Two journalists from the opposition-aligned Raajje TV have been found guilty on controversial charges of obstructing police duty.
However, at a closed hearing Monday afternoon, Judge Ahmed Shakeel postponed the sentencing to January 24. The judge previously announced that verdicts will be delivered on December 19.
Mohamed Wisam and Leevan Ali Nasir are the first journalists to be convicted in more than a decade.
At today’s hearing, the state prosecutor asked for a jail sentence of four months and 24 days. But defence lawyer Abdulla Haseen reiterated that the prosecution was unable to prove the charges. He also appealed for the judge to impose an MVR12,000 (US$778) fine in lieu of imprisonment.
“We asked the judge to take into account that Wisam and Leevan have no prior criminal records and are responsible members of the society and to consider the lightest punishment possible,” Haseen told the Maldives Independent.
Haseen noted that the gap of more than a month between a guilty verdict and the sentencing is not the normal practice.
“It is not something that cannot be done, as in it is not illegal. It is for the judge to decide when he wants to have the sentencing hearing,” he said.
“But it is not the usual practice. It is in very few cases that the sentencing hearing is scheduled this way.”
Wisam and Leevan were arrested on November 2, 2015 along with a third journalist while covering a bomb scare in the capital. They were accused of tackling a police officer to prevent the arrest of Hussain Fiyaz Moosa, Raajje TV’s chief operating officer.
All three later alleged physical abuse in custody.
The prosecution’s case was based on the eyewitness testimony of four police officers.
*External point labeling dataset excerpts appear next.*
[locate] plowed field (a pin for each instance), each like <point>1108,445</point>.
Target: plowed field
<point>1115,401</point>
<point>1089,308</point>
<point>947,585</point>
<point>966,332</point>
Family members, journalists, and opposition figures meanwhile gathered outside the courthouse in solidarity with the pair this afternoon, but riot police quickly arrived in the area and pushed them back.
Raajje TV previously dismissed the charges against its staff as “baseless in its entirety,” describing the trials as “an attack on press freedom and an attempt to impede, harass, and psychologically torture Raajje TV journalists with the objective of stopping Raajje TV’s independent broadcasts.”
A third Raajje TV reporter, Adam Zareer, is also on trial on charges of obstructing police officers during the station’s coverage of an anti-government protest on March 25 last year.
Wisam, who was arrested along with Zareer and held for five days, was also charged over the incident. The court heard closing arguments in Zareer’s case on November 29.
Hearings in Wisam’s second trial have been stalled as one of the prosecution’s witnesses is out of the country.
The withdrawal of charges against 24 journalists arrested since President Abdulla Yameen assumed power in November 2013 was among nine demands outlined in a petition submitted to the authorities by some 183 Maldivian journalists last April.
The Maldives is now ranked 112th on the France-based Reporters Without Borders’ press freedom index, which said the country remains “very hostile for independent and opposition media”.